Roger Olson’s ‘Arminian Theology’– Part Nine

olsen

BEN: The issue of how to interpret the phrase ‘only begotten of the Father’ has bedeviled Christological debates forever it seems. Is this Scriptural notion the basis of Arminius and various his successors arguing that the Son is fully God, but he has his divine essence from God the Father who is the only one who can rightly be called autotheos, since he is the font of all deity for both the Son and the Spirit? What do you make of Wayne Grudem’s attempt to suggest that Christ is eternally (perhaps even ontologically) subordinate to the Father, which he takes as the basis for arguing that women are and should be by very nature subordinate to men (see his interpretation of 1 Cor. 11)? Professor Giles (a theologian from Melbourne) has vigorously refuted Grudem in a couple of books, saying his views endanger good Trinitarian thinking. How do you react to these sorts of discussions?

ROGER: I have responded to them on my blog and the issues are far too complex to do justice to them here. Arminius was criticized for saying that the Son, Jesus Christ, is autotheos, so I think you have it wrong. He believed (at least some of the time) the Son has his deity from himself and does not derive it from the Father as the “fount of divinity” (monarchy of the Father). At least as I recall. I’m open to correction. This whole debate seems to me to be speculative. I don’t think we can peer into the inner workings of the immanent Trinity in this way. I prefer to stick to what we can know from revelation and I don’t think we can base a doctrine on such a thin foundation as that passage.

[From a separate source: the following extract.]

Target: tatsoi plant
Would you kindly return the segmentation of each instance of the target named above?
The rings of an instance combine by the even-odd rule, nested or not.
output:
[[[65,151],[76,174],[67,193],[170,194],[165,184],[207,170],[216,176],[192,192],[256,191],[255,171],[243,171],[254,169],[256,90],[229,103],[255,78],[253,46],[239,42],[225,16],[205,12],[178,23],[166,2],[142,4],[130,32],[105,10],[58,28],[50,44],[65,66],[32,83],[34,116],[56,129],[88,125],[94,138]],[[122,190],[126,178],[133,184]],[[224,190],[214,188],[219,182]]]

BEN: I must say that I find the typical Reformed exegesis of the Genesis story about Adam and Even and the Fall lacking in logic, especially when it comes to the surpralapsarian view of the matter. What I mean by this is the story says nothing about Adam or Eve needing extra grace from God in order to refrain from sinning. After all, they were created good, indeed tov me’ov is God’s view of the creation, including Adam and Eve. I see no reason to argue that a pre-Fallen Eve or Adam were unable to choose between eating or not eating unless God graced them to do so. They were created good, and were not in the bondage to sin. Indeed, they were created good in the image of God and expected by God to make choices, for instance to fill the earth and subdue it. Therefore, the notion that Adam and Eve fell because God withheld grace from them fails to take into account the condition of Adam and Eve before the Fall, it would seem. It is interesting however that there is a tree of life in the garden as well, which may suggest that while they were created good, they were not inherently created with everlasting life. When they sinned, they had to be expelled from the garden so that they would not eat of that other tree and so become everlastingly fallen and wicked creatures. It is also interesting that the classic Reformed interpretation of Genesis simply assumes God had a covenant with Adam and Eve, a treaty arrangement. But the OT does not refer to an Adamic covenant, and neither do Jesus or Paul. What would you take to be the traditional Arminian exegesis of these Genesis passages, and how would they differ from the Calvinistic interpretation (noting that Wesley even talks about the loss of the image of God through the Fall)?

ROGER: I don’t think there is “an” Armianian interpretation of Genesis except that God created Adam and Eve good but with free will and that when they misused that free will they lost original righteousness (fellowship with God) which needed to be restored by God’s grace and mercy and their free acceptance of such. I think many theologians have read far too much theology into (or out of) the Genesis narratives.